Systematic comparison of different dopants in thin film hematite (α-Fe2O3) photoanodes for solar water splitting

Abstract

Numerous studies have shown that the addition of different impurities as dopants in hematite (α-Fe₂O₃) photoanodes improves water photo-oxidation. The improvements observed may have resulted from electronic and/or catalytic effects, but also from changes in the layer morphology and microstructure induced by different precursors. The latter could be quite substantial, especially in mesoporous layers produced by chemical routes, making it difficult to make a systematic comparison between different dopants. This work attempts to overcome this difficulty by comparing different dopants in thin films produced by pulsed laser deposition (PLD), a physical deposition method that produces highly reproducible films with no significant variations in the microstructure and morphology. This enables systematic comparison of the effect of different dopants without spurious side effects due to variations in the microstructure and morphology. Thus, we examine the effect of Sn, Nb, Si, Pt, Zr, Ti, Zn, Ni and Mn dopants on the photoelectrochemical properties of thin (∼50 nm) film hematite photoanodes deposited by PLD from Fe₂O₃ targets doped with ∼1 cation% of the respective dopants onto FTO coated glass substrates. The morphology and microstructure of the films were nearly the same, independent of the different dopants in the films. The Sn-doped hematite photoanode outperformed all the other photoanodes that were examined in this work in both the photocurrent and photovoltage, achieving the highest photocurrent (∼1 mA cm⁻²) and the lowest onset potential (∼1.1 V_RHE).
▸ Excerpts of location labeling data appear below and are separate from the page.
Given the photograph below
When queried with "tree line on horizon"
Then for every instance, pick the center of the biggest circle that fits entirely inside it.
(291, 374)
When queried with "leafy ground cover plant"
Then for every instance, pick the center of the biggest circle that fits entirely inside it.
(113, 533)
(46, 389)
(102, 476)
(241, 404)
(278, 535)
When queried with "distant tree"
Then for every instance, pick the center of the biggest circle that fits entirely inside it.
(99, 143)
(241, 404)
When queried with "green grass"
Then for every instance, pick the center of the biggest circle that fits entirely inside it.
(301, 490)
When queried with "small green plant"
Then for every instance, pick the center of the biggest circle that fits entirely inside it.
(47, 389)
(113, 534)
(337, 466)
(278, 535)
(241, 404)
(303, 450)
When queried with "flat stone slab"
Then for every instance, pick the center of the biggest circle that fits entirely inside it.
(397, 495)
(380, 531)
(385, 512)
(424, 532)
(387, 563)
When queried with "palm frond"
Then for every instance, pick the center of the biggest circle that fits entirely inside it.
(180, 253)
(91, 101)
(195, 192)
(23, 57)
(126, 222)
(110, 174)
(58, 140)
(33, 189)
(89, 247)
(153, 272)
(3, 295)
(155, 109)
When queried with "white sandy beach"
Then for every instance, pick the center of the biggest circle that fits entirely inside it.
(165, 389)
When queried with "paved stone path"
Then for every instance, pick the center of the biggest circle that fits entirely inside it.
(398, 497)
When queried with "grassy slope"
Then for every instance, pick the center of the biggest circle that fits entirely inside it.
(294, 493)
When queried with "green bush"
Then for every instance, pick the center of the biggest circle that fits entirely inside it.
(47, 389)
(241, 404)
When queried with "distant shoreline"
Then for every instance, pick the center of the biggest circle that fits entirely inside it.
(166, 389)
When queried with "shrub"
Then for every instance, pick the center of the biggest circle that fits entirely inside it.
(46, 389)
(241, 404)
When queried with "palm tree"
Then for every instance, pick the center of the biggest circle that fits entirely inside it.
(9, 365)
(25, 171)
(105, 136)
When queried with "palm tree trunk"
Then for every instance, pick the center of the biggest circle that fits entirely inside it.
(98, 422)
Based on a figure of merit that accounts for the maximum photocurrent × photovoltage product (i.e., power) as well as the potential at which the maximum power is achieved, our photoanodes ranked in the following order: Sn > Nb > Si > Pt > Zr > Ti > Zn > Ni > Mn. These observations are not always consistent with other reports on doped hematite photoanodes, suggesting that the photoelectrochemical properties and performance depend not only on the identity of the dopant but also on the dopant concentration, distribution and the morphology and microstructure of the photoanode in which the dopant is incorporated.